04/05/2018

What is a Transitional Care Coordinator?

These registered nurses help patients with home health care before they even leave the hospital

Being discharged from the hospital typically implies good news for most patients. For some, it also may mean a new routine, new medication and lots of questions.

A Transitional Care Coordinator can answer any questions and manage expectations for those patients leaving the hospital and getting the services of home health care. 

Gerald Hill
Gerald Hill, St. Joseph’s/Candler Director of Home Health Care

St. Joseph’s/Candler offers home health care for eligible patients that need assistance in the home whether with a skilled nurse, physical or occupational therapist or social worker. Patients eligible or interested in home health care may be referred to a Transitional Care Coordinator prior to their discharge from the hospital.

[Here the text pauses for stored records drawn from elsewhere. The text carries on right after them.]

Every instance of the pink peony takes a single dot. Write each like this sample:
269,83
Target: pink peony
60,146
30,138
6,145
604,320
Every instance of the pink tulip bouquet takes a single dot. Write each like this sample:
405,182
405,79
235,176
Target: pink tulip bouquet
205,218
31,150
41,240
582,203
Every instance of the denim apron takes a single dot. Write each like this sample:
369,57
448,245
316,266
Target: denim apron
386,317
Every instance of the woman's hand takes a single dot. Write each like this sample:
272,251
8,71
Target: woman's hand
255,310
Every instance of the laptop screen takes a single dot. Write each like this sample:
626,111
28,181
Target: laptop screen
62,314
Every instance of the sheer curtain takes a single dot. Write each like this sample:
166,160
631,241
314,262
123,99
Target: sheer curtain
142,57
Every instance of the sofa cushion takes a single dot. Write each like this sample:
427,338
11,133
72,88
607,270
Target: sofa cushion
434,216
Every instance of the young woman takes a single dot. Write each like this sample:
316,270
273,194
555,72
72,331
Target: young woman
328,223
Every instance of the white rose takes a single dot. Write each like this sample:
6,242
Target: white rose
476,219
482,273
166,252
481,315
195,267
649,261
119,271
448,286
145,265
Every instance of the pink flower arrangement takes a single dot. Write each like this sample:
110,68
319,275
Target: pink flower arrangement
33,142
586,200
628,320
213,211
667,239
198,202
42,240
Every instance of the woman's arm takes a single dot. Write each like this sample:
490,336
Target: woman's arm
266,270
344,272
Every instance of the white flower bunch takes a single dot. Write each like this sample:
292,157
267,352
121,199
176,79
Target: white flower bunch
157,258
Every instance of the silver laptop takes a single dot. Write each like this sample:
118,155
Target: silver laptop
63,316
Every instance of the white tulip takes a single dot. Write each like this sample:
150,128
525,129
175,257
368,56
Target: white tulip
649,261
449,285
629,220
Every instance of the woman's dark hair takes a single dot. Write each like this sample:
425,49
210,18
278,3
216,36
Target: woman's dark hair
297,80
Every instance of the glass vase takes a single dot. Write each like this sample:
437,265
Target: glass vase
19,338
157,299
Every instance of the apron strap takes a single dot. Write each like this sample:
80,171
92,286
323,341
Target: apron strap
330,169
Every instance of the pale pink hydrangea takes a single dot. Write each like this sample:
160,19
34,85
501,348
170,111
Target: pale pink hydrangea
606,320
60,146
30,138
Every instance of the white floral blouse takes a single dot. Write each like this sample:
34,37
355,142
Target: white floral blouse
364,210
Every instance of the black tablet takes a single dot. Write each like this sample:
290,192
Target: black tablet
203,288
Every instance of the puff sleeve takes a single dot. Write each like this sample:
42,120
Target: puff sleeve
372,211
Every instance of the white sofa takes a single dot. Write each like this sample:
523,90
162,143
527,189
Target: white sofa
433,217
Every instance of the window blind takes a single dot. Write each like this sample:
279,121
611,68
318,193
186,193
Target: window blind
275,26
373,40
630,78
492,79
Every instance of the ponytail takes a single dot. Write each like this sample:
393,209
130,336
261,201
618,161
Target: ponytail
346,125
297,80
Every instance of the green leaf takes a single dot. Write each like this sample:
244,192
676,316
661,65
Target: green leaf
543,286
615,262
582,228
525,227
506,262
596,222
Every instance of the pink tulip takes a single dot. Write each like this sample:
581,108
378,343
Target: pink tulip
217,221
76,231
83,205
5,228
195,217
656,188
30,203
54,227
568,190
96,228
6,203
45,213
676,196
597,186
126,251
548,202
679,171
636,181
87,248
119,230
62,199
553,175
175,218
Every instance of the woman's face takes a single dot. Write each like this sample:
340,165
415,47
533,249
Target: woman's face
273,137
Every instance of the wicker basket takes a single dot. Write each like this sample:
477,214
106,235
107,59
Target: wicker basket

Related Article: How do you know if you or a loved one qualifies for home health care? 

Transitional Care Coordinators are responsible for assisting the patient and caregivers in the process of navigating a safe transition from hospital to home health care. They do this by:

  • assessing the patients’ and caregivers’ areas of need, such as medical equipment, medication, social and emotional issues, transportation or meals;
  • providing information and education regarding what services are available and beneficial; and
  • coordinating the implementation of those services.

“They function as a trusted point of contact for that patient and caregiver for any questions or concerns,” says Gerald Hill, St. Joseph’s/Candler Director of Home Health Care. “This relationship results in less anxiety and stress for the patient and family as they now know exactly what and when things will happen when they get home.”

There is one Transitional Care Coordinator at each hospital. Kelly Wingate is at St. Joseph’s and Helen Slaven works at Candler. These nurses meet with patients after receiving a referral from a case manager or at the request of another staff member who has a patient interested in home health care.

Home health care is a great option for patients wanting to avoid extended hospital stays or time spent at a skilled nursing facility. Home health care is typically less expensive and more convenient, and patients tend to be happier and more at ease in the comfort of their own home, Hill says.

St. Joseph’s/Candler Home Health Care takes a total-patient approach to treatment, meaning we develop specialized plans of care that are most appropriate for each patient’s individual needs and level of functioning. This often begins with the Transitional Care Coordinators.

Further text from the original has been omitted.